Low handgrip strength (HGS) is independently associated with a higher exacerbation risk in stable chronic obstructive pulmonary disease (COPD); however, the relationship between HGS while being admitted for COPD exacerbation and further exacerbation risk after discharge remains unclear.

Methods

We enrolled patients admitted for COPD exacerbation between January 2018 and June 2019. HGS tests were done within 3 days after admission. The primary endpoint was exacerbations within 12 months after the index admission, which needed emergency room visits or hospital admission. We analyzed the relationships among demographics, HGS, pulmonary function parameters, and acute exacerbation events.

Results

Among 43 enrolled patients, 31 (72.1%) participants (HGSw) had HGS weakness (22.1 ± 4.1 kg). The other 12 (27.9%) participants (non-HGSw) had the strength of handgrips 33.7 ± 3.1 kg.
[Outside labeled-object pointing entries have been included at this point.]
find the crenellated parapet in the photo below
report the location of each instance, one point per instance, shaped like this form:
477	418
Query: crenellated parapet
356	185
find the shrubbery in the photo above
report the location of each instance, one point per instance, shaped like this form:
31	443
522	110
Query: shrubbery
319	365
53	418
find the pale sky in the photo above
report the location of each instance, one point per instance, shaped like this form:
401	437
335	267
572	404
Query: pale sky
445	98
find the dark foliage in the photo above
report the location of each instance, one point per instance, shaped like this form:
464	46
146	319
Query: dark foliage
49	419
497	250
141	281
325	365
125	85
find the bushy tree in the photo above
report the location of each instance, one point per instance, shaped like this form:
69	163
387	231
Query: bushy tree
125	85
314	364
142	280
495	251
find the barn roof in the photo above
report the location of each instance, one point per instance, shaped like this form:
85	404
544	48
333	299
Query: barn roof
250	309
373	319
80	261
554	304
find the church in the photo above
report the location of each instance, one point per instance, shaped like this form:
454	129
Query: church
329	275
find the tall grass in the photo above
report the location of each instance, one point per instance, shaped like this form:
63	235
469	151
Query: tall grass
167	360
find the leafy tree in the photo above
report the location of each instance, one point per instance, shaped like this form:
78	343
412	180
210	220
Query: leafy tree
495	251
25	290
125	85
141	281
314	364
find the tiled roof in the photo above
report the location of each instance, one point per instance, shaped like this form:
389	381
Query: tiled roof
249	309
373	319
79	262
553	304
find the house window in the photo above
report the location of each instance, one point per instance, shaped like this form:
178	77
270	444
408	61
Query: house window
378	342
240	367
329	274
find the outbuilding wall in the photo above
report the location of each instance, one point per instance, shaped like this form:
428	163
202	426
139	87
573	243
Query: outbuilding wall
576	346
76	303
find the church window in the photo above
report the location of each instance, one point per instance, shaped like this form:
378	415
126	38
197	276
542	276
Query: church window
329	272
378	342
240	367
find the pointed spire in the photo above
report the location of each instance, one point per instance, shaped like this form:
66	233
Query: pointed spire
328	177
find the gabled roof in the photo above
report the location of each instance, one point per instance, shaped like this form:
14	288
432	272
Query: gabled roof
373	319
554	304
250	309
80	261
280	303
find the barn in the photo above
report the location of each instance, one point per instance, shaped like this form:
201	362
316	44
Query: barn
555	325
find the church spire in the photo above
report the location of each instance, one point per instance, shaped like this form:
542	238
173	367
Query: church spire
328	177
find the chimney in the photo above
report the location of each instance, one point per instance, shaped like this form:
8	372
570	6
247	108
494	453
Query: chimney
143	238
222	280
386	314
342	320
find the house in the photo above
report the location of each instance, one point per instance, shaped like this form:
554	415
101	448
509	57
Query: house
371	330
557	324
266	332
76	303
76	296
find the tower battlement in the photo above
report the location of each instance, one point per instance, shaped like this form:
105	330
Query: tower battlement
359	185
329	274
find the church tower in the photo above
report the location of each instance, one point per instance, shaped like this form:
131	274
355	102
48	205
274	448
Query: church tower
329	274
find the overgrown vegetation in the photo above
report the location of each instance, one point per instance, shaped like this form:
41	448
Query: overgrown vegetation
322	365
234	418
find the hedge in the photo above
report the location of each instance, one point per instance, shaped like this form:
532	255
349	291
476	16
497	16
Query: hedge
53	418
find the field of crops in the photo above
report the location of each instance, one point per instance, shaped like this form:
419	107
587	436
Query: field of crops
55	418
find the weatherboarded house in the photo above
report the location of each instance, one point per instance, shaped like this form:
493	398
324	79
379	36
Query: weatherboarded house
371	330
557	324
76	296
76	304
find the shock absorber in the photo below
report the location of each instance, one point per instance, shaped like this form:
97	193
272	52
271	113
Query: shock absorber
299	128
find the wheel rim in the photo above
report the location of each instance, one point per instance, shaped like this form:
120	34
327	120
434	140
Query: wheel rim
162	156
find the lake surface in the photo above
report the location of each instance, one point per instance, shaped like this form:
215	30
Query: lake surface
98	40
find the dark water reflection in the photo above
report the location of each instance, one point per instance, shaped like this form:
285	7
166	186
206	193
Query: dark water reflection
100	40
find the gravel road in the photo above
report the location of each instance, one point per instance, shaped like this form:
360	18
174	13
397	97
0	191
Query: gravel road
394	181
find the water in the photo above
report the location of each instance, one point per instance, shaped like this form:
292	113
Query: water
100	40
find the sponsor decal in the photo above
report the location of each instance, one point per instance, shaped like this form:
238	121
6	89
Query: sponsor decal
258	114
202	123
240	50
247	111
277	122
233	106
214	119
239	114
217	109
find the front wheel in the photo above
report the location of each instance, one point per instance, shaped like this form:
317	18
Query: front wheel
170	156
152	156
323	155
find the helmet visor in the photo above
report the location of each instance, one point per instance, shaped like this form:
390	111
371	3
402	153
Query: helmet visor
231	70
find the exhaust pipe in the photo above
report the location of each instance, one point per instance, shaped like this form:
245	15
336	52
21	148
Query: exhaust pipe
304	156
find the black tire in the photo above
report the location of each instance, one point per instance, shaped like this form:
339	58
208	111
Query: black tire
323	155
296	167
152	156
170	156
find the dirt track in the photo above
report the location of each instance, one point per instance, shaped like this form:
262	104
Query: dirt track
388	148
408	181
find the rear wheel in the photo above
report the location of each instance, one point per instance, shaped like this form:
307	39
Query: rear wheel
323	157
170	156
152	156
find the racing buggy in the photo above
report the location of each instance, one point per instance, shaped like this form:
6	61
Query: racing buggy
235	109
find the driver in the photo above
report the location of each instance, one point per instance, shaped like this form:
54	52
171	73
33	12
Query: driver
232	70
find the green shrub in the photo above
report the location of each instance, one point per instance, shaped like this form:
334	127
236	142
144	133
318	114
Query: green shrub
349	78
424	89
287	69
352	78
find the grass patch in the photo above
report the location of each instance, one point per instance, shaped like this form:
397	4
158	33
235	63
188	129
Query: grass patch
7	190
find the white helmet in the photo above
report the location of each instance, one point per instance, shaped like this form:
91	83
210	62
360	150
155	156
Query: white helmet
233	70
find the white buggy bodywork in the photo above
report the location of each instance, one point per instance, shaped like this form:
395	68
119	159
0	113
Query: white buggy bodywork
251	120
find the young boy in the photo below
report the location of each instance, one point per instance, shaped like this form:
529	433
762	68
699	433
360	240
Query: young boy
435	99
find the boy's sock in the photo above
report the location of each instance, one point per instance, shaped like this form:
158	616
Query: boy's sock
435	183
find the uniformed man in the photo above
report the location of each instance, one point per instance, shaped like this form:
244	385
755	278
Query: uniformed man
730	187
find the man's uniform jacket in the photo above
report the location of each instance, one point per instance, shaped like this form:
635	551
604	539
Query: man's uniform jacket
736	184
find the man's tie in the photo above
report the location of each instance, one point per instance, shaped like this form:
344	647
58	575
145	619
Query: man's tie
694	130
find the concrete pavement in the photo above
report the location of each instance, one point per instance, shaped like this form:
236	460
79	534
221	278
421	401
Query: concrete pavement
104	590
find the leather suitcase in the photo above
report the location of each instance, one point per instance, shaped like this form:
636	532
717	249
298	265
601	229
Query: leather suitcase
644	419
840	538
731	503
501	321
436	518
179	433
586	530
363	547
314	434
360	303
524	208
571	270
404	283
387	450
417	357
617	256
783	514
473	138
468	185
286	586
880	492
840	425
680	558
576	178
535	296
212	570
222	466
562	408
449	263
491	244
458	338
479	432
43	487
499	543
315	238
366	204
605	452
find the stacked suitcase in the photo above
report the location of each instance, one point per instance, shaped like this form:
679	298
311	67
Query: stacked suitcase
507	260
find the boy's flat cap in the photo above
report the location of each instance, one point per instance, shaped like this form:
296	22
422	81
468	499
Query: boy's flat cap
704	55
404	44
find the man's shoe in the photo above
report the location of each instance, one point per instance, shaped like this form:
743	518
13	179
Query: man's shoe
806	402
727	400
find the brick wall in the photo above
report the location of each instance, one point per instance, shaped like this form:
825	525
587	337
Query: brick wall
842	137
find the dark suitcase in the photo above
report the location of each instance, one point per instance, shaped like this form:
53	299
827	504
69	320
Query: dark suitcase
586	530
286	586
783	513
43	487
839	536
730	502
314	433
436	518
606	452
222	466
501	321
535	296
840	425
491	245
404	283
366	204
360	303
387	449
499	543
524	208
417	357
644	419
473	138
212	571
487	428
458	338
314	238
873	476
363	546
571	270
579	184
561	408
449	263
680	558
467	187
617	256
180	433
HGSw group showed a significantly higher rate of emergency room visits within 6, 9, and 12 months after the index admission than non-HGSw group (0.81 ± 1.30 vs. 0.08 ± 0.29, p = 0.045; 1.26 ± 1.59 vs. 0.17 ± 0.38, P = 0.019; 1.48 ± 1.86 vs. 0.25 ± 0.62, P = 0.027, respectively). There was a trend to have higher admission rate within 9 and 12 months in HGSw group, which did not achieve statistical significance (0.77 ± 1.38 vs. 0.08 ± 0.29, P = 0.064; 0.94 ± 1.56 vs. 0.08 ± 0.29, P = 0.062, respectively).

Conclusions

HGS weakness measured upon admission for COPD exacerbation was associated with a higher risk of exacerbation in the next year.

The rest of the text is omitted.